バラバラになるのをのんびり確認している暇はない。ピキーンと虫の知らせが来た。
ダッシュだ! 逃げろ!
船から飛び降り、結構本気で走る。
数秒後に背後で爆発、そして大爆発。ボスサイボーグのボディにも、ボロ船の船底にも、相当量の爆薬が仕込まれていたな。
技術漏洩を防ぐためか? あんなのたいした技術じゃないぞ。なら証拠隠滅? 爆薬の量が必要以上に多過ぎな気もするがな。
パラパラと飛んでくる破片は丁寧に避ける。ああいうのでも人は簡単に死ぬからな。このドロイドだとどうなんだろうな?
こいつの防御力については試せなかったな。今回、かすり傷一つないや。ナージャちゃん効果か? それも検証できなかった。

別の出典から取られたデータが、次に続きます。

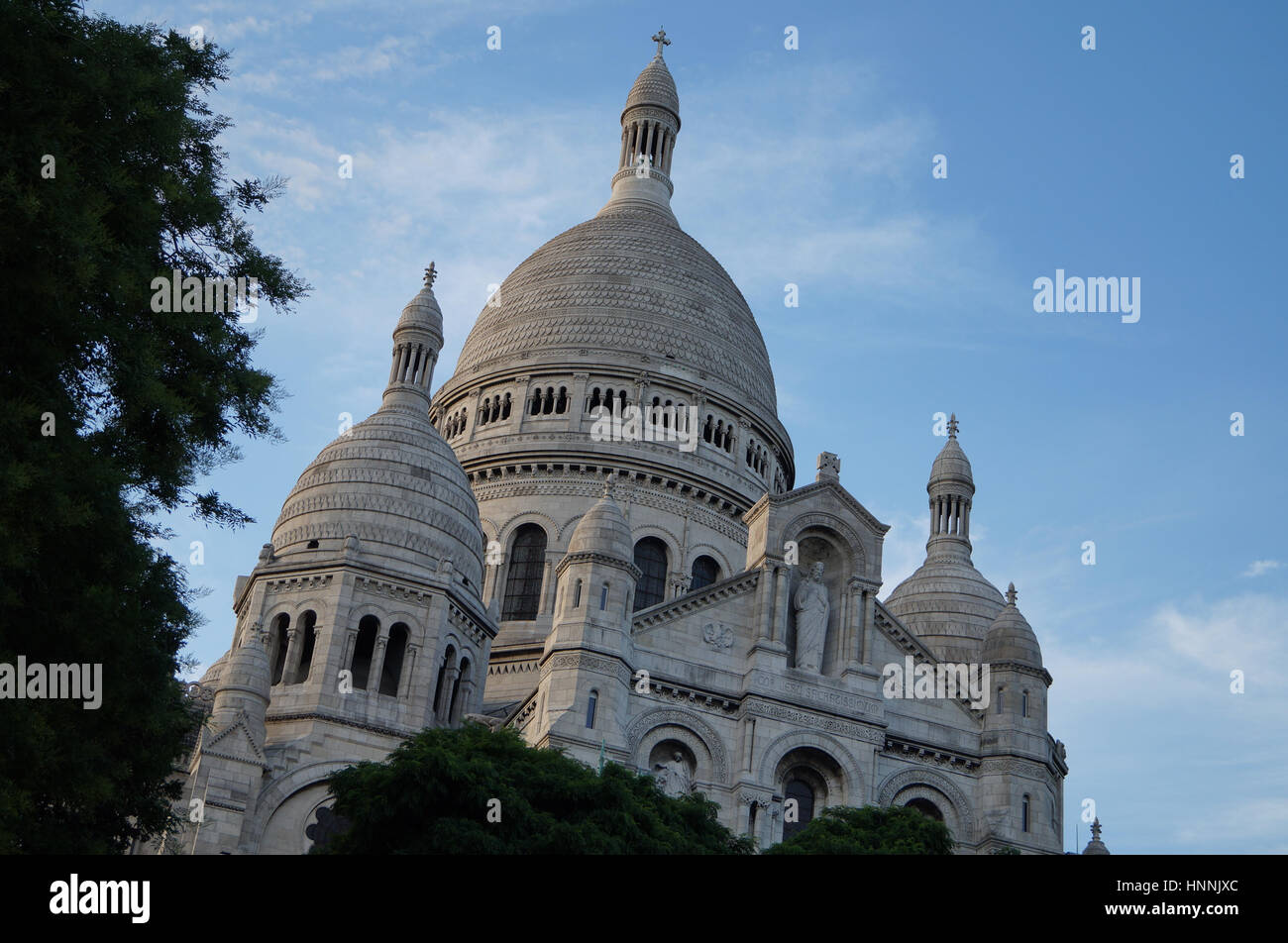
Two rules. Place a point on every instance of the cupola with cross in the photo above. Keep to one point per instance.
(651, 123)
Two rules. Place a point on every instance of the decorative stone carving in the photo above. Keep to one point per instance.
(811, 612)
(717, 635)
(674, 776)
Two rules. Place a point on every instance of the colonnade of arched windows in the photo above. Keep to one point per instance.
(281, 652)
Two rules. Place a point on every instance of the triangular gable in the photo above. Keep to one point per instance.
(233, 742)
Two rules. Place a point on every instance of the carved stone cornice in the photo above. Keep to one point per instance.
(928, 754)
(819, 721)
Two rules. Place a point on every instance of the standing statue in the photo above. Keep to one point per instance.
(673, 776)
(811, 611)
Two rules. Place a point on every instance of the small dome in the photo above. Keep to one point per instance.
(1010, 638)
(245, 670)
(948, 604)
(603, 530)
(951, 467)
(394, 484)
(655, 86)
(423, 312)
(1095, 845)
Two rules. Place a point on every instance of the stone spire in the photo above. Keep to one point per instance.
(1095, 845)
(651, 123)
(417, 339)
(951, 488)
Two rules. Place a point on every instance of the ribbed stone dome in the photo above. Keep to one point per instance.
(1010, 638)
(626, 282)
(603, 530)
(655, 85)
(394, 484)
(949, 605)
(423, 312)
(951, 466)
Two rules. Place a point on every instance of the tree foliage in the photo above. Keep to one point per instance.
(111, 178)
(434, 792)
(870, 830)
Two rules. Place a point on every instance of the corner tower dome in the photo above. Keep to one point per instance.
(947, 603)
(1010, 638)
(625, 311)
(390, 488)
(603, 531)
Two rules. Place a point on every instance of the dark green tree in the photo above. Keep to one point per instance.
(110, 176)
(434, 792)
(871, 830)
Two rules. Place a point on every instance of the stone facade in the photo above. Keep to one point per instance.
(658, 592)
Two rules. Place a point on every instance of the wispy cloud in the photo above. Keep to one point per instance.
(1261, 567)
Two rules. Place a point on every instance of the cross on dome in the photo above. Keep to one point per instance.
(660, 38)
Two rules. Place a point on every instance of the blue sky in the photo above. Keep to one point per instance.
(812, 166)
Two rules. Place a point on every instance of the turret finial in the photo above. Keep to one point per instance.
(660, 38)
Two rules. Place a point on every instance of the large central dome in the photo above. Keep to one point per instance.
(626, 282)
(618, 348)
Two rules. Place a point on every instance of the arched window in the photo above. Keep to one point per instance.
(523, 579)
(394, 652)
(362, 651)
(704, 573)
(926, 808)
(278, 641)
(308, 622)
(804, 795)
(651, 558)
(459, 692)
(445, 672)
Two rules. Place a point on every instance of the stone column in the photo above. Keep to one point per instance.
(522, 394)
(782, 605)
(578, 407)
(548, 586)
(377, 661)
(765, 605)
(443, 695)
(408, 672)
(868, 624)
(291, 663)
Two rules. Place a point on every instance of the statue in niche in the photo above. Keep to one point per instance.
(811, 611)
(673, 776)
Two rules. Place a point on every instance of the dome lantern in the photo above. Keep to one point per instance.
(651, 123)
(417, 339)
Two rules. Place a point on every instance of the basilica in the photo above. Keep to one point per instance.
(511, 550)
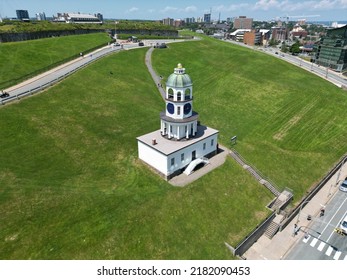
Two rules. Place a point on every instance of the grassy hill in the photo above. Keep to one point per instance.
(289, 123)
(73, 188)
(22, 60)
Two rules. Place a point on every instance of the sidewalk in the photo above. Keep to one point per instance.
(277, 247)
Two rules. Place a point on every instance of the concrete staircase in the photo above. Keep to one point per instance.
(255, 173)
(274, 226)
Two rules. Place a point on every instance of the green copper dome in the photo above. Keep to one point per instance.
(179, 78)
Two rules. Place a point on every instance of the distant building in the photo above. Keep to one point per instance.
(178, 22)
(189, 20)
(40, 16)
(22, 15)
(182, 143)
(77, 18)
(243, 22)
(207, 18)
(331, 50)
(168, 21)
(279, 33)
(253, 37)
(238, 34)
(298, 33)
(100, 17)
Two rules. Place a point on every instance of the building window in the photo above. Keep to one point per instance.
(187, 94)
(170, 93)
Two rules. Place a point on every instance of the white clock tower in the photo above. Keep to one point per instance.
(179, 121)
(181, 143)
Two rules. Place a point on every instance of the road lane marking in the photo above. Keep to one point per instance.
(337, 255)
(329, 251)
(306, 238)
(321, 246)
(332, 219)
(313, 242)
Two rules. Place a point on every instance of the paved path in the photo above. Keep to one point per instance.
(277, 247)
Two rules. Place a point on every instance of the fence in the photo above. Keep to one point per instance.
(52, 82)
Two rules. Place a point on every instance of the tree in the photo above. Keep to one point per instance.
(295, 48)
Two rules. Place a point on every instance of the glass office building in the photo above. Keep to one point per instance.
(331, 50)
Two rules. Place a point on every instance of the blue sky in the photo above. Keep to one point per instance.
(315, 10)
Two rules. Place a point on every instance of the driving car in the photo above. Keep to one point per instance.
(343, 225)
(4, 94)
(343, 186)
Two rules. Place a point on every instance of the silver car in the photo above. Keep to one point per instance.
(343, 225)
(343, 186)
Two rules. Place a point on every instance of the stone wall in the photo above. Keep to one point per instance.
(23, 36)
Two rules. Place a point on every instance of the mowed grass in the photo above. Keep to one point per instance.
(290, 124)
(21, 59)
(71, 186)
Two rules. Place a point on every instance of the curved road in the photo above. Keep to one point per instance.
(51, 77)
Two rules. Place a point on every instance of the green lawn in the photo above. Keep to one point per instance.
(28, 58)
(73, 188)
(290, 124)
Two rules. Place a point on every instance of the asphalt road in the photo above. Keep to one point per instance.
(320, 241)
(49, 78)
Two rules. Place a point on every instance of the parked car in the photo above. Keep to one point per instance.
(343, 186)
(4, 94)
(343, 225)
(160, 46)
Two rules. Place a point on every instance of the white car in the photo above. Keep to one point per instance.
(343, 186)
(343, 225)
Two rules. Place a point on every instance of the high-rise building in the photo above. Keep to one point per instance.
(168, 21)
(22, 14)
(331, 51)
(207, 18)
(243, 22)
(40, 16)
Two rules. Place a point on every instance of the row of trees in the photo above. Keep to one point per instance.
(35, 26)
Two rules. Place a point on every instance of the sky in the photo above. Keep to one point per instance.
(311, 10)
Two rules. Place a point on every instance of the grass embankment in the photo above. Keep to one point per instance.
(290, 124)
(73, 188)
(71, 184)
(22, 60)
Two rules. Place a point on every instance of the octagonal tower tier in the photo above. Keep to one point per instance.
(178, 120)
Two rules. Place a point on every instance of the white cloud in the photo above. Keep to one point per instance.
(133, 10)
(169, 9)
(231, 8)
(303, 6)
(190, 9)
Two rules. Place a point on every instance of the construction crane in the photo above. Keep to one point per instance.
(302, 17)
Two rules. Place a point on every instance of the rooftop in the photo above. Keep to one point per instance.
(168, 147)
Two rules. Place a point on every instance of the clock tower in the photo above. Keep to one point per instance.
(178, 120)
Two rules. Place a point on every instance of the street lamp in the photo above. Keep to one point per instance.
(338, 175)
(115, 29)
(302, 205)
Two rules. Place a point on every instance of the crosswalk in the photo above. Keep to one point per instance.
(324, 247)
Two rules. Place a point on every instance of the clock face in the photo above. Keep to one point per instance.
(170, 108)
(187, 108)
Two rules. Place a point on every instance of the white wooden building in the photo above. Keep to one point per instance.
(181, 143)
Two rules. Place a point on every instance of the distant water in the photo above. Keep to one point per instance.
(328, 23)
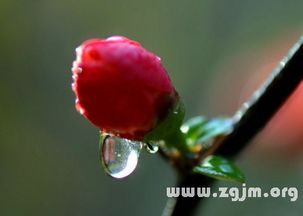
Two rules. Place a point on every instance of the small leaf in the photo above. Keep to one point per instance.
(201, 131)
(220, 168)
(215, 127)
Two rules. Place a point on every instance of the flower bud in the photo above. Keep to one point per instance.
(121, 87)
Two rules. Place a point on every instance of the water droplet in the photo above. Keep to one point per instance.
(119, 156)
(151, 147)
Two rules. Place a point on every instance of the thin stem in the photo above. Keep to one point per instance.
(250, 119)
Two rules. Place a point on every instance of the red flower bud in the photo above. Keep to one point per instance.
(121, 87)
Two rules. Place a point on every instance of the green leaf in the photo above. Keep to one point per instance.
(169, 129)
(220, 168)
(200, 130)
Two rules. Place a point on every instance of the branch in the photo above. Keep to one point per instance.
(249, 120)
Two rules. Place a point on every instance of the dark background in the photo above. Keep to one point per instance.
(217, 53)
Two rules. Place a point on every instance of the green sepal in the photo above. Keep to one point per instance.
(220, 168)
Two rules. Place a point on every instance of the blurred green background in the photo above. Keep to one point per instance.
(212, 50)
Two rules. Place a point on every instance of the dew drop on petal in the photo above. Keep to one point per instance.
(151, 147)
(119, 156)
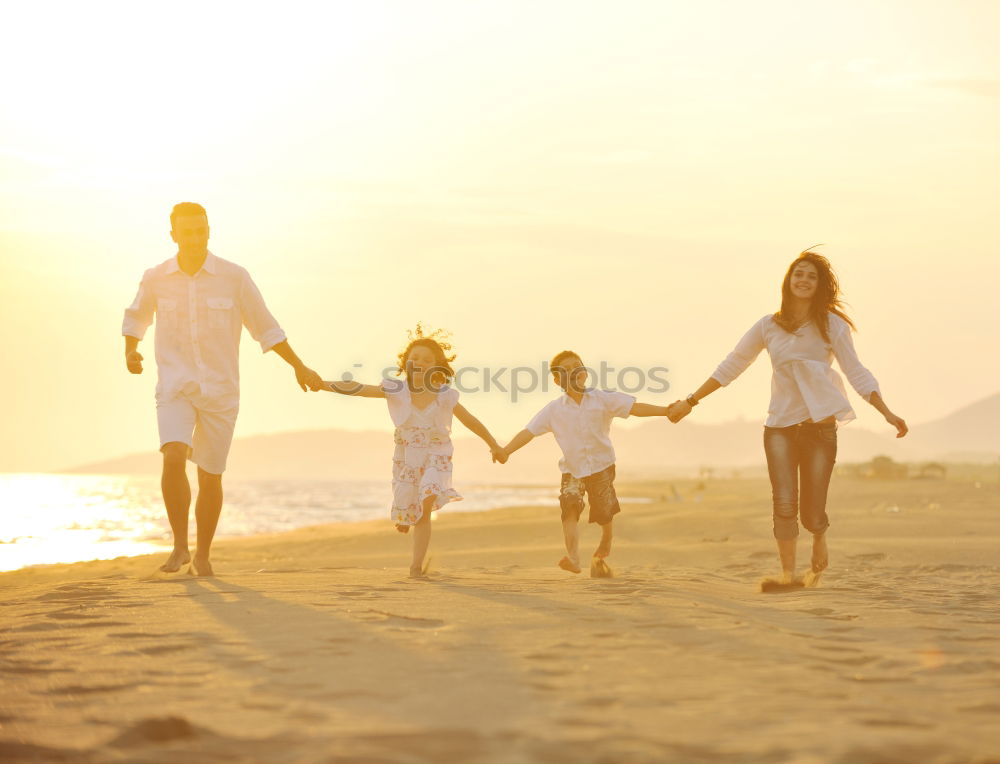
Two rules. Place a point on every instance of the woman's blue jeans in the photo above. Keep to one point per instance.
(800, 462)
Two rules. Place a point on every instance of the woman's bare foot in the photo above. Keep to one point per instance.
(821, 555)
(567, 564)
(600, 569)
(177, 559)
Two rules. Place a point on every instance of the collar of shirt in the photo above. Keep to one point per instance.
(209, 264)
(566, 399)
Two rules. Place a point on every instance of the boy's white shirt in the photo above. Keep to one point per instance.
(583, 430)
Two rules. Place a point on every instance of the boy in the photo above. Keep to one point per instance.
(581, 423)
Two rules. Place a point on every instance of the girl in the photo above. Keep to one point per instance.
(421, 407)
(807, 401)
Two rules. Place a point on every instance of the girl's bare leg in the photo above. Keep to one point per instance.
(421, 538)
(786, 552)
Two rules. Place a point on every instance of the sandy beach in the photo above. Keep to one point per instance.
(315, 646)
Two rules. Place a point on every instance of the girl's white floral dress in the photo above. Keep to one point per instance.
(421, 464)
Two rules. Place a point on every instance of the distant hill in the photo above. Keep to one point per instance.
(969, 434)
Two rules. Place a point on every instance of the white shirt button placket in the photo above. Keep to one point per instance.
(195, 330)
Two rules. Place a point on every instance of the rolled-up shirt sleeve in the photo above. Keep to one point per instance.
(256, 317)
(744, 354)
(862, 380)
(541, 423)
(139, 315)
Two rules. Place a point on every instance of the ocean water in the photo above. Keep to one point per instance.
(49, 518)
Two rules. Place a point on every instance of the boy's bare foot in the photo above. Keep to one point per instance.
(177, 559)
(201, 568)
(567, 564)
(599, 568)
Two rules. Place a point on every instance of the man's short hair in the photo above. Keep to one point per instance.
(185, 209)
(561, 356)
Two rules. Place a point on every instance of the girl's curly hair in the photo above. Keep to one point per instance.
(437, 342)
(827, 299)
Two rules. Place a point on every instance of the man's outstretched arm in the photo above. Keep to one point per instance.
(306, 377)
(133, 358)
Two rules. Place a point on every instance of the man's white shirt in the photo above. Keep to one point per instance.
(198, 323)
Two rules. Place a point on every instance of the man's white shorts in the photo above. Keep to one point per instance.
(204, 424)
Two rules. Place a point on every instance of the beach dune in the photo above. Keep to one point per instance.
(315, 646)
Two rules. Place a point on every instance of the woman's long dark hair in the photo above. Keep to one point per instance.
(825, 301)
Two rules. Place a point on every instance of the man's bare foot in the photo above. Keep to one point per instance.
(201, 568)
(599, 568)
(821, 555)
(567, 564)
(177, 559)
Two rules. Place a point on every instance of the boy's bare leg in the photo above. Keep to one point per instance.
(177, 499)
(206, 511)
(607, 533)
(786, 552)
(571, 535)
(421, 539)
(821, 556)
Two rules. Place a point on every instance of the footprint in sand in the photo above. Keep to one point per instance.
(867, 557)
(404, 621)
(90, 689)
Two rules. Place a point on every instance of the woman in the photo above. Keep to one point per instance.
(807, 401)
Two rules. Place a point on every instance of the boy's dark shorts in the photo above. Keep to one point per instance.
(600, 490)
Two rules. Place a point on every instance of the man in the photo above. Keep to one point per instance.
(201, 303)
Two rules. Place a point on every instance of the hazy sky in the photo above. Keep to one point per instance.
(627, 179)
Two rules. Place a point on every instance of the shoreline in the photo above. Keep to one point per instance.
(313, 645)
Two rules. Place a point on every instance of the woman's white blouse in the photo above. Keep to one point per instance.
(803, 384)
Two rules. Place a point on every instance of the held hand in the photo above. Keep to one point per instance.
(898, 423)
(133, 362)
(678, 410)
(308, 379)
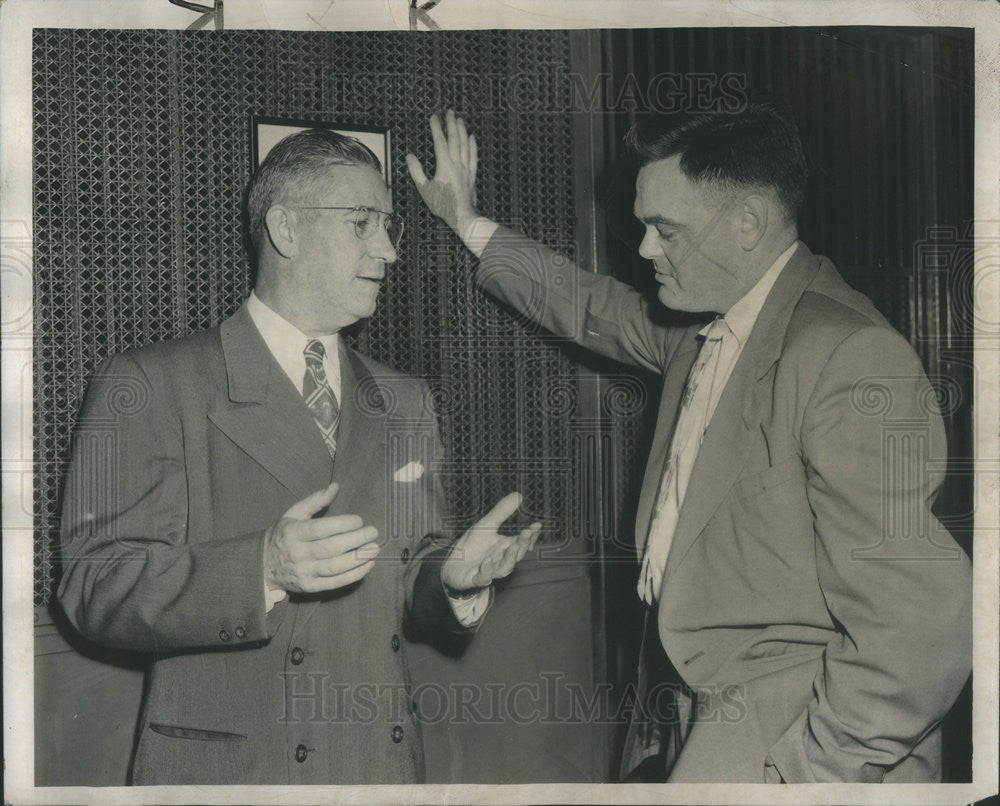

まあ、俺だったから良かったものの、警察や民間の警備会社がどうこうできる相手じゃなかったな。
陸軍を送り込めば勝てただろうけれど、少なからぬ戦死者を出した筈だ。
だいたい、武装難民なんて呼び方がいかんだろう。凶悪殺人軍団とか、しっかり脅威を認識できるネーミングにしないと。
そもそも、本当に奴らは人間なのだろうか? どこかの国のスパイかとも思ったが、地球上にまともに機能している国家なんてもうないぞ。
銀河連邦の浸透工作? 有り得なくはないぞ。
地球人を拉致改造してスパイとして送り込むとか、古いSF映画のテンプレじゃないか。
今にして思えば映画の製作者達は、宇宙からの侵略を警告してくれていたのかもしれない。